Der 48-Jährige hatte am Samstag seinen Campingbus in eine Menschenmenge gesteuert und zwei Menschen mit in den Tod gerissen, bevor er sich erschoss. Acht der insgesamt 25 Verletzten werden im Uniklinikum Münster behandelt. Bei drei Patienten sei die Situation noch lebensbedrohlich, teilte der stellvertretende Ärztliche Direktor Michael Raschke am Montag mit.
Ermittlungen brauchen Zeit
"Die Ermittlungen sind erst am Anfang", sagte Nordrhein-Westfalens Innenminister Herbert Reul am Montag. Er bat die Öffentlichkeit um Geduld. "Die Öffentlichkeit hat einen Anspruch auf gründliche Informationen, es gibt aber auch einen Anspruch auf gründliche Ermittlungen", betonte der Minister. "Wir können nicht jeden Tag etwas Neues verkünden."
Die Ermittlungen würden voraussichtlich viel Zeit brauchen. "Es bleibt mühsam", sagte Reul. Unklar sei unter anderem, woher die Pistole stamme, mit der der Mann sich nach seiner Amokfahrt erschossen habe. "Es sieht ganz so aus ..., dass es sich um einen psychisch gestörten, labilen Täter handelt, der offensichtlich schon länger darüber nachgedacht hat, sich jetzt auch das Leben zu nehmen", sagte Reul.

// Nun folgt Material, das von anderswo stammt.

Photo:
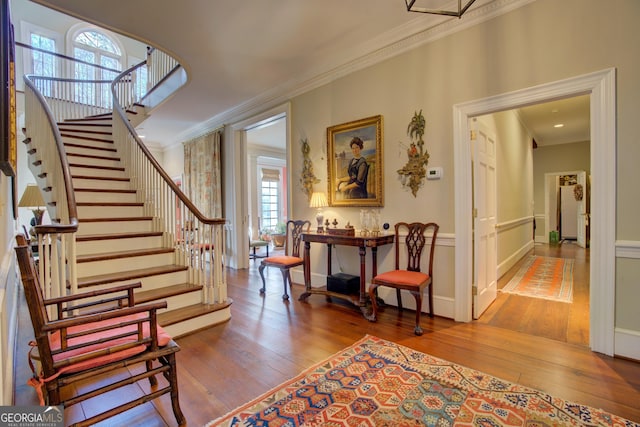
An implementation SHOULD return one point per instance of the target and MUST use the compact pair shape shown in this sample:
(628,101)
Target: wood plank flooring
(268,341)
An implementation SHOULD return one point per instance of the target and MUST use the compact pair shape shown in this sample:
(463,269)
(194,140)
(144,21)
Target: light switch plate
(434,173)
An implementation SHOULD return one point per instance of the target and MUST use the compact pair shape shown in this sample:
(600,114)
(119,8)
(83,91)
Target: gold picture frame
(354,161)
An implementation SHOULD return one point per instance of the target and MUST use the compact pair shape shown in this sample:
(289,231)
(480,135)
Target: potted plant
(278,235)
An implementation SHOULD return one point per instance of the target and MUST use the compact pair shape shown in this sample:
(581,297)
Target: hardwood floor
(533,316)
(268,341)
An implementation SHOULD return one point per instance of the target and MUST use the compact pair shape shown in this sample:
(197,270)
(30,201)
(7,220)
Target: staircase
(117,242)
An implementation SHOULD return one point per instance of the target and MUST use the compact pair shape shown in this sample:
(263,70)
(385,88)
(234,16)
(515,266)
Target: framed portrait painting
(354,157)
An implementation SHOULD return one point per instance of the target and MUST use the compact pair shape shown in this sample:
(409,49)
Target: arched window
(94,47)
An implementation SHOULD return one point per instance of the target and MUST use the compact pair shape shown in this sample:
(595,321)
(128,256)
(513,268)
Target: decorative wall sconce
(307,178)
(413,173)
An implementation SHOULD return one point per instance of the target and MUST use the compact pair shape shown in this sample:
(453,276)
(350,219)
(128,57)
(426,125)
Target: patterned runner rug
(380,383)
(543,277)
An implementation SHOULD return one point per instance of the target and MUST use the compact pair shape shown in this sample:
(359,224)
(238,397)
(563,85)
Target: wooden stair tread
(182,314)
(103,190)
(122,254)
(90,147)
(127,235)
(109,204)
(114,168)
(85,138)
(101,279)
(117,219)
(100,178)
(166,292)
(93,156)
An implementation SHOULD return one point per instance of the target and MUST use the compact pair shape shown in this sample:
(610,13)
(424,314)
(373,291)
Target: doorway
(261,139)
(601,88)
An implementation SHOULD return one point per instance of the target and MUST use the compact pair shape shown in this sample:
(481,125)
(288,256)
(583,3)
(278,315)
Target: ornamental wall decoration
(308,177)
(414,172)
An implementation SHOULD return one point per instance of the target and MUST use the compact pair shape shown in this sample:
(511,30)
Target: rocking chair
(100,341)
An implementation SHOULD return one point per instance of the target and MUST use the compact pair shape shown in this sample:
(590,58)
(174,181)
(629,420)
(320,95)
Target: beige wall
(544,41)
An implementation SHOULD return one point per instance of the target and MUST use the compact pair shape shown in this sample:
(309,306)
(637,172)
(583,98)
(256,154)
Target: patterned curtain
(202,174)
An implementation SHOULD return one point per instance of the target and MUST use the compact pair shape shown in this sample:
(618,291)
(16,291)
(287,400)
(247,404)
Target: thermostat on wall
(434,173)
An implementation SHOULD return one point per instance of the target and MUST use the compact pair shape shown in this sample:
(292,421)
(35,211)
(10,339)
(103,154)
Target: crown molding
(415,33)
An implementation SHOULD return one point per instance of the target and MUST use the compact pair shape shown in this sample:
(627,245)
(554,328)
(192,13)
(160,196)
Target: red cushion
(54,342)
(283,260)
(403,277)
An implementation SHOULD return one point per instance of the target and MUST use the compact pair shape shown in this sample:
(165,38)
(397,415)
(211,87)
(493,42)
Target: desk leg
(363,272)
(307,272)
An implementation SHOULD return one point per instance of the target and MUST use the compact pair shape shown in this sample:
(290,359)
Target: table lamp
(319,201)
(32,198)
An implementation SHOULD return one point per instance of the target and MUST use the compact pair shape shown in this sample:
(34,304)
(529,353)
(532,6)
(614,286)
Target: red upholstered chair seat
(101,341)
(283,260)
(412,237)
(403,277)
(291,257)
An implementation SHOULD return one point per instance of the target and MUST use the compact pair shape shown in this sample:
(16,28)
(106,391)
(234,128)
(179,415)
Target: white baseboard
(627,343)
(506,265)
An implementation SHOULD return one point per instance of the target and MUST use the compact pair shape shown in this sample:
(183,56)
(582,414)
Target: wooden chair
(291,257)
(99,343)
(411,278)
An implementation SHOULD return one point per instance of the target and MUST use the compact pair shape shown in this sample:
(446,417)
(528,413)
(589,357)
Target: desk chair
(291,257)
(411,278)
(254,244)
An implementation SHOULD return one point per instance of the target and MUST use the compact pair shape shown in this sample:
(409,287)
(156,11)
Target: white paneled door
(483,143)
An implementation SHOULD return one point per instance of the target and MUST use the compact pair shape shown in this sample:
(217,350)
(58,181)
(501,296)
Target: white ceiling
(240,55)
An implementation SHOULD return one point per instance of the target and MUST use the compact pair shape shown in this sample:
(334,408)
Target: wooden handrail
(72,227)
(167,179)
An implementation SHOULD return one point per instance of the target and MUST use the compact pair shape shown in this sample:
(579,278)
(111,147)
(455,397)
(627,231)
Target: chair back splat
(96,335)
(411,278)
(291,257)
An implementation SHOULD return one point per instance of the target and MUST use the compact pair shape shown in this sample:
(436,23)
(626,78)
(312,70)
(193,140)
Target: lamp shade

"Nicht alle Städte zupollern"
"Poller können helfen", sagte Reul zur Gefahrenabwehr. "Wir können aber nicht alle Städte zupollern, wir brauchen auch Rettungswege." Es gebe viele verschiedene Varianten von Schutzvorkehrungen, über die die Kommunen allein zu entscheiden hätten. Zur Wahrheit gehöre, dass Täter auch die teuersten Absperrungen etwa mit einem Messer oder einer Bombe in der Tasche umgehen könnten.

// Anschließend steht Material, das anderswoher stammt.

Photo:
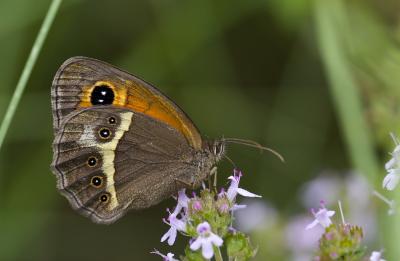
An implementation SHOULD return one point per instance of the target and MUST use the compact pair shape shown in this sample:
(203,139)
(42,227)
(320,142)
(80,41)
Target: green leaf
(238,247)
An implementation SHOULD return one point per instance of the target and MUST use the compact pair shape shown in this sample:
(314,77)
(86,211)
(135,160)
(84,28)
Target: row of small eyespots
(96,181)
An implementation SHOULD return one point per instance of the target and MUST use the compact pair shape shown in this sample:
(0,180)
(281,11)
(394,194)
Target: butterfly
(121,144)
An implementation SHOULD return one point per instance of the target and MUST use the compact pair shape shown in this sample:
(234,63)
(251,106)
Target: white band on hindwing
(107,150)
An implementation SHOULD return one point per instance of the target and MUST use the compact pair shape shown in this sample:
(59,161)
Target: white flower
(176,225)
(183,202)
(234,189)
(206,240)
(392,179)
(376,256)
(168,257)
(322,217)
(393,168)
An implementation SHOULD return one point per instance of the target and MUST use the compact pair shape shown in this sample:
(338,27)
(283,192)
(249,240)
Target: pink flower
(168,257)
(322,217)
(376,256)
(176,225)
(234,189)
(183,201)
(206,240)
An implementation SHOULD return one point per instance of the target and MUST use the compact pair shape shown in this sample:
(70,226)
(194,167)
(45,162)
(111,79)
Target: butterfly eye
(104,198)
(96,181)
(104,133)
(102,95)
(92,161)
(112,120)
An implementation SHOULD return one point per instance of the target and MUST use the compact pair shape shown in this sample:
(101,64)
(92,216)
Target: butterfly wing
(108,160)
(84,82)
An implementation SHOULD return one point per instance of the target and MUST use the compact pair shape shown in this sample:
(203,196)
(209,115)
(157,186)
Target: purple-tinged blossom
(183,201)
(234,189)
(376,256)
(176,225)
(206,240)
(322,217)
(168,257)
(197,206)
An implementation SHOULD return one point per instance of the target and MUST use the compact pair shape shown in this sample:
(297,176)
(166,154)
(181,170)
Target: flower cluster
(339,241)
(207,219)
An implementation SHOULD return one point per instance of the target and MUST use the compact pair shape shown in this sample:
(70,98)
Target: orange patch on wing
(140,99)
(120,94)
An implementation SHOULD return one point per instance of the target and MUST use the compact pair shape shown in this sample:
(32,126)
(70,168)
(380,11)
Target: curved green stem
(37,46)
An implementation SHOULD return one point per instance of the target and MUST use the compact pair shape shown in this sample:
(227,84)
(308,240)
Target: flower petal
(391,180)
(207,249)
(216,240)
(166,235)
(390,164)
(172,236)
(196,244)
(246,193)
(312,224)
(330,213)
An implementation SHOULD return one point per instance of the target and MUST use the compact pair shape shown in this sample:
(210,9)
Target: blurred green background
(315,80)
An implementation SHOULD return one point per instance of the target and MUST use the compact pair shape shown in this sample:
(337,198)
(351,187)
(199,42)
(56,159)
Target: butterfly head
(216,149)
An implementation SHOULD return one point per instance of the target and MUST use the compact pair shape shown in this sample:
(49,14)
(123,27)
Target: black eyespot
(104,198)
(92,161)
(112,120)
(104,133)
(96,181)
(102,95)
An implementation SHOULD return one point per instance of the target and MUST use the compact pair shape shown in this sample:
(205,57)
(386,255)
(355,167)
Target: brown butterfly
(120,143)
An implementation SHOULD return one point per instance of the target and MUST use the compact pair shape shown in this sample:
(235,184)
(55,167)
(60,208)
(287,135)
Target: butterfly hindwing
(109,159)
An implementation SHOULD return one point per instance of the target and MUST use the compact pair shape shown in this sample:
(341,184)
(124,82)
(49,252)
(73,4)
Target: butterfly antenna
(230,160)
(253,144)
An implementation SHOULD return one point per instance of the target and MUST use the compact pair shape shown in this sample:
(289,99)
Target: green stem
(36,48)
(344,90)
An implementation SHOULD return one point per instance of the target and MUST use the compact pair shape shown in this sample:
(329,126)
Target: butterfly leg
(180,183)
(214,172)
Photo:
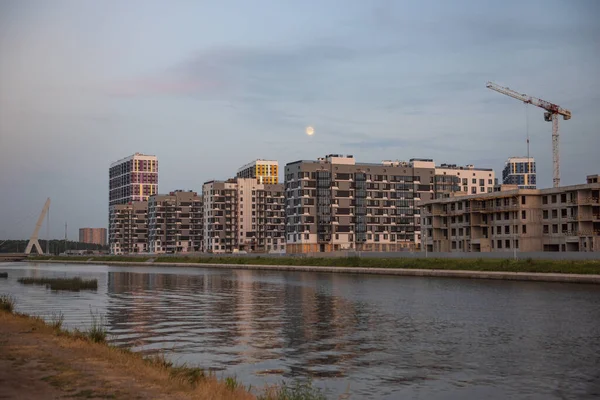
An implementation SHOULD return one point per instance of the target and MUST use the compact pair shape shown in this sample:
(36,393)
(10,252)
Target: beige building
(467,179)
(241,214)
(175,222)
(128,232)
(93,236)
(261,216)
(264,171)
(523,220)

Die Regeln zum Umgang der Behörden mit Suizidgefährdeten halte er für ausreichend, sagte der Minister. Die Polizei hatte in der Vergangenheit bereits erfolglos versucht, den späteren Amokfahrer von Münster in seiner Wohnung aufzusuchen, weil es Hinweise auf die Gefahr einer Selbsttötung gegeben hatte.
Neben der Aufklärung der Tat stehe nun die Hilfe für die Opfer im Vordergrund, unterstrich der Innenminister. Dies betreffe auch die Menschen, die am Samstag auf der Kiepenkerl-Terrasse gesessen hätten und nicht körperlich verletzt worden seien.
"Stellen Sie sich vor, Sie sitzen am Tisch und nebenan rauscht ein Wagen heran. Auch um diese Menschen muss sich jemand kümmern. Das packt man nicht einfach weg." Notfallseelsorger seien am Wochenende in grosser Zahl im Einsatz gewesen.